多くのライヴ盤もリリースされたが、このアルバムはその中でも間違いなく最高傑作に数えられる名盤だ。全米1位、日本でもオリコン総合20位のヒットとなった。
オリジナル曲のアンプラグド用のアレンジも素晴らしい出来だが、ミート・パペッツやヴァセリンズ、デヴィッド・ボウイなどのカヴァーがまた最高だ。
In Utero (1993)
3rdアルバム。前作『ネヴァーマインド』が想定外に売れすぎてパニクったのか、本作ではプロデューサーにアンダーグラウンド・ロックの帝王、スティーヴ・アルビニを起用してニルヴァーナ本来のアングラ臭と”聴き難さ”を強調した、前作よりも内省的でヘヴィな作品となった。
とは言え「ポップとラウドの融合」というニルヴァーナの基本的な音楽性には変わりなく、「ハート・シェイプト・ボックス」「オール・アポロジーズ」「レイプ・ミー」「ダム」「ペニーロイヤル・ティー」といった名曲がズラリと並ぶ名盤だ。
Nevermind (1991)
ロックシーンのみならず、音楽産業全体やサブカルチャーシーンをも揺るがし、地殻変動を引き起こした、革命的名盤。

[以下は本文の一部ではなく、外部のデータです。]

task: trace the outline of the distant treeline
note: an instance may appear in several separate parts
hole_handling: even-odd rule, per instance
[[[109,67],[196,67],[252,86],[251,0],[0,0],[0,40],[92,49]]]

「スメルズ・ライク・ティーン・スピリット」「カム・アズ・ユー・アー」「リチウム」「イン・ブルーム」といった、ポップとラウドを融合させた画期的な名曲はシングルとして大ヒットしたし、それ以外にも「ブリード」「ドレイン・ユー」「ステイ・アウェイ」「テリトリアル・ピッシングス」などライヴで最高に映える楽曲もある。さらには「ポリー」「サムシング・イン・ザ・ウェイ」といったシリアスなものもあり、バラエティに富んだ内容だ。
90年代ロックを象徴する金字塔であることは間違いないが、ロック史上の最高傑作にも数えられていい、歴史的名盤である。
これから初めてニルヴァーナを聴くという幸せな人には、このベストテンの順位の上から順に聴いてけば間違いないのだが、わたしの言うことなど信用ならないと言う疑り深い人には、ベスト盤『ニルヴァーナ』(2002)もあるので、そちらでまずはサラッと聴いてみるのも良いかと思う。アルバムの冒頭を飾る未発表曲「ユー・ノウ・ユーアー・ライト」は本作にしか収録されていない。